Uprising fans will be delighted to know that Kristian “Kellex” Keller, Lucas “NotE” Meissner, and Young “Gamsu” Noh, who all coincidentally happened to sign for the Uprising on the same day in 2017, still make up the support/tank core of the team. Min-seok “AimGod” Kwon, who signed in April, is still around, too. All of the other players are brand new, though.
Park “Axxiom” Min-seob has made the jump from the Uprising’s partnered Contenders team, Toronto Esports, to OWL. Cameron “Fusions” Bosworth has transferred to Boston as part of a two-way contract with Toronto Esports from London Spitfire academy team British Hurricane, too. With this in mind, the Uprising now have three main tanks in Gamsu, Axxiom, and Fusions; it’s strange given that they only have two DPS, but seeing the popularity of GOATs and variations thereof at this year’s Overwatch World Cup has led to several teams going heavy on their tank lineups. It’s also worth NotE-ing that Lucas “NotE” Meissner is a phenomenal off-tank player who is more than capable of tearing it up with D.VA and Zarya. The Uprising’s tank line is nothing to be scoffed at, for sure.

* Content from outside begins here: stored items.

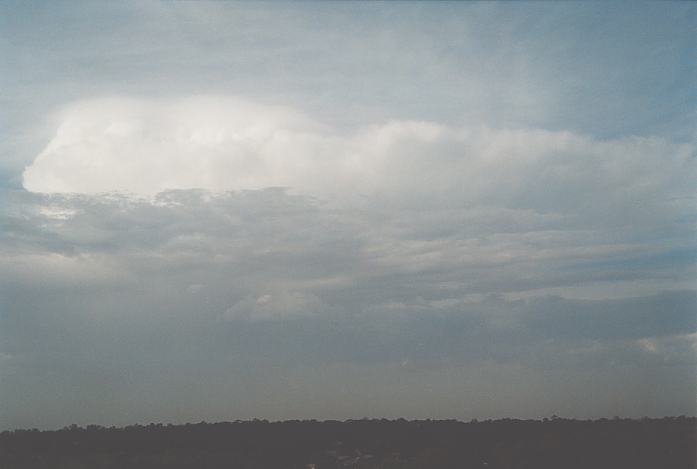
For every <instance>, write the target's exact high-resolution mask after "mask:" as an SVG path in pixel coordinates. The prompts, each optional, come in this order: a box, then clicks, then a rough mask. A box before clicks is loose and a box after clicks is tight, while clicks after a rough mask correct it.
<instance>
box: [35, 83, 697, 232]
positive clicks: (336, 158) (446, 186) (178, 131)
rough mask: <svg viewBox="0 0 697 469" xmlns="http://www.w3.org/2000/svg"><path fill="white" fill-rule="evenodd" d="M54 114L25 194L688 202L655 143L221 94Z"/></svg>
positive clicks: (625, 214) (426, 201)
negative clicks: (354, 129) (343, 127)
mask: <svg viewBox="0 0 697 469" xmlns="http://www.w3.org/2000/svg"><path fill="white" fill-rule="evenodd" d="M59 122H60V124H59V125H58V130H57V131H56V134H55V136H54V137H53V138H52V139H51V141H50V142H49V143H48V145H47V146H46V148H45V149H44V150H43V151H42V152H41V153H40V154H39V155H38V156H37V157H36V159H35V160H34V162H33V163H32V164H31V165H29V166H28V167H27V168H26V169H25V171H24V176H23V178H24V187H25V188H26V189H28V190H30V191H32V192H44V193H55V192H60V193H87V194H93V193H103V192H110V191H122V192H128V193H136V194H145V195H153V194H156V193H158V192H161V191H163V190H167V189H190V188H201V189H207V190H213V191H222V190H246V189H263V188H266V187H288V188H291V189H293V190H297V191H300V192H302V193H306V194H310V195H317V196H322V197H330V198H336V197H343V198H346V197H357V196H359V197H371V198H373V197H382V198H384V199H385V200H386V201H387V202H390V203H392V204H411V205H421V206H433V205H438V206H440V207H443V206H455V207H463V206H468V205H470V206H471V205H477V206H487V207H502V208H508V209H524V210H532V211H534V212H536V213H559V212H563V213H564V214H565V215H567V216H569V217H572V218H573V216H574V215H576V214H579V213H580V214H592V215H593V217H595V218H598V217H599V218H601V219H605V220H616V219H618V217H619V219H621V220H624V221H625V222H626V223H628V222H630V219H631V220H638V221H641V220H642V219H645V218H646V217H660V216H661V213H662V212H665V211H668V212H669V213H671V212H674V211H675V210H681V209H683V208H684V207H685V206H687V205H689V204H691V203H693V196H694V194H693V191H692V190H691V187H690V181H692V180H694V178H695V177H697V169H696V165H695V148H694V147H693V146H692V145H689V144H673V143H670V142H668V141H665V140H661V139H657V138H640V137H632V138H624V139H618V140H607V141H598V140H593V139H591V138H588V137H584V136H581V135H576V134H573V133H570V132H550V131H545V130H536V129H517V130H506V129H503V130H496V129H491V128H486V127H466V128H457V127H451V126H445V125H441V124H436V123H431V122H415V121H392V122H388V123H386V124H381V125H374V126H371V127H366V128H363V129H360V130H358V131H357V132H354V133H350V134H342V133H339V132H337V131H335V130H333V129H331V128H329V127H327V126H324V125H321V124H318V123H317V122H315V121H313V120H312V119H310V118H308V117H306V116H304V115H303V114H302V113H301V112H298V111H294V110H291V109H288V108H281V107H275V106H270V105H263V104H258V103H253V102H250V101H245V100H242V99H239V98H234V97H225V96H208V97H193V98H182V99H171V100H165V99H161V100H144V99H125V98H110V99H98V100H91V101H82V102H77V103H74V104H73V105H71V106H68V108H67V109H66V110H64V111H63V112H62V113H61V114H60V116H59ZM620 211H622V213H623V214H620V213H618V212H620Z"/></svg>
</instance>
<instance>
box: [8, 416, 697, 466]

Aside from Boston’s DPS duo and tank quartet, the support slots will be led by Uprising veteran Kellex. There is, however, a new kid in town as of December 5, 2018: Renan “alemao” Moretto.
Hailing from Brazil, alemao joins the Uprising after a brief stint at based tryhards, who were formed from the remains of Brasil Gaming House. BGH won Seasons 1 and 2 of Overwatch Contenders: South America, during which time alemao became known for his dominant Lucio and Zenyatta play.
Alemao is the first player from an active Contenders: South America team to be signed to the OWL. After it was revealed that he was joining the Uprising, alemao took to Twitter.
Thank you everyone at @BostonUprising for giving me this opportunity. I'll do my best and work hard for the team.— alemao (@alemao182) December 5, 2018
Aos meus seguidores brasileiros: sem palavras para agradecer quão grato eu sou por toda força e torcida que vocês nos dão. Obrigado.
LET'S GO #BostonUp! <3 https://t.co/uHIQuUQRNy
Hopefully this indicates a change in direction for OWL. Although South America is often seen to be home to an inferior level of play, it is also notoriously plagued with poor Overwatch servers. Brazil had a tough group for the Overwatch World Cup 2018, but only missed the quarter finals by a single win. Despite only having played five matches, alemao showed how talented he really was while playing on properly supported servers. For that, he has justly been rewarded with a promising OWL contract. Hopefully Blizzard recognizes their mistakes soon and pumps support into maintaining the South American Overwatch servers.
As for alemao’s position in the team—ideally, Kellex will play Lucio while alemao pops off on Zenyatta, allowing one of the various tank players to take the rein(hardt)s as Brigitte. This Uprising team is lining up to be one of the most GOATs-oriented rosters we have ever seen ahead of Overwatch League Season 2. Everybody knows that tanky compositions are incredibly powerful at the moment, so having a roster like Boston’s with flexible DPS players like Colourhex and blasé will allow the Uprising to start Season 2 off with a bang.
Boston Uprising had a solid Season 1, finishing third overall in the Season League Standings and making it to the Season Playoffs before losing 2-1 to Philadelphia Fusion. Despite a rough start, a perfect Stage 3, and a rollercoaster Stage 4, the Uprising are bleeding talent as we approach Season 2. This is a team with a point to prove; watch the Blizzard Arena stage in Overwatch League Season 2.